Judge Accused of Fraud Can’t Enjoin Suspension

     (CN) – A judge who let his political and social connections slide in traffic court cannot enjoin his unpaid suspension by the Pennsylvania Supreme Court, a federal judge ruled.
     Magisterial District Judge Mark Bruno, of West Chester, Pa., has presided over cases in the Philadelphia Traffic Court once a year for four or five days, at the request of the Pennsylvania Supreme Court, while traffic court judges are away on training.
     A federal grand jury in the Eastern District of Pennsylvania indicted Bruno earlier this year and charged him with conspiracy to commit wire and mail fraud.
     The Jan. 29 indictment says Bruno and his co-conspirators “used the Philadelphia Traffic Court … to give preferential treatment to certain ticketholders, most commonly by ‘fixing’ tickets for those with whom they were politically and socially connected.”
     Without any prior notice to Bruno, the Pennsylvania Supreme Court suspended Bruno without pay on Feb. 1. Bruno has been paid since the date of the order and still receives medical benefits, but he has to pay $72 per month to receive them.

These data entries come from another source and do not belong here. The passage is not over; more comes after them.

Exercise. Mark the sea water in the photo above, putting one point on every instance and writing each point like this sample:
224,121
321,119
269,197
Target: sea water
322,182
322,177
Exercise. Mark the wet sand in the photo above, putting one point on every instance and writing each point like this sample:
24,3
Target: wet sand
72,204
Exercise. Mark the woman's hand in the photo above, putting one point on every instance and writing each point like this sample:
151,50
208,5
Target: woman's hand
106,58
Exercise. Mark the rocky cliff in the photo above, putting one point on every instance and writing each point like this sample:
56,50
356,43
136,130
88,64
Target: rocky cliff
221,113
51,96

     In a federal complaint against the state Supreme Court, Bruno claimed that the suspension amounted to a violation of his procedural due process rights under the 14th Amendment. The judge moved to preliminarily enjoin the defendants from suspending him without pay and benefits pending the resolution of his criminal trial.
     U.S. District Judge Anita Brody shot Bruno down last week, relying on the Supreme Court’s 1997 decision in Gilbert v. Homar, wherein a tenured police officer charged with a felony claimed Pennsylvania deprived him of due process.
     “As was the case in Gilbert, Bruno has only been temporarily suspended without pay,” Brody wrote. “Therefore, his private interest is ‘relatively insubstantial’ because the Pennsylvania Supreme Court has offered Bruno the opportunity for additional post-suspension procedural process in its suspension order. In contrast, the PA Supreme Court defendants’ interest in immediately suspending Bruno is significant, because as a member of the state’s judiciary, Bruno holds a high visibility position of great public trust, a position that is even more visible than the police officer in Gilbert.”
     Brody later added: “In Gilbert, formal criminal charges provided sufficient assurance that there were reasonable grounds to support the officer’s suspension without pay, thus eliminating the need for a pre-suspension hearing. Here, Bruno has been indicted by a federal grand jury – that provides even more reason than formal charges for a state to believe that an employee has committed a felony. Certainly, the criminal indictment provides reasonable grounds to support the PA Supreme Court defendants’ decision to suspend Bruno without pay. Accordingly, Bruno has not demonstrated a likelihood of success on the merits of his claim that he was entitled to a pre-suspension hearing before the Pennsylvania Supreme Court suspended him without pay.”
     Instead of filing a federal suit, Bruno should have requested a hearing before the Pennsylvania Supreme Court, according to the ruling.
     “[Bruno] argues that he went straight to this court because the Pennsylvania Supreme Court does not have the power to impose his interim suspension; thus a post-suspension hearing was not ‘realistically available by the rules or from a practical basis,'” Brody wrote. “Despite Bruno’s contention, the Pennsylvania Supreme Court has held that it has the power to impose interim suspensions on judges based on its supervisory power over the court system. There is no evidence that Bruno will be unable to receive an adequate post-suspension hearing before the Pennsylvania Supreme Court.”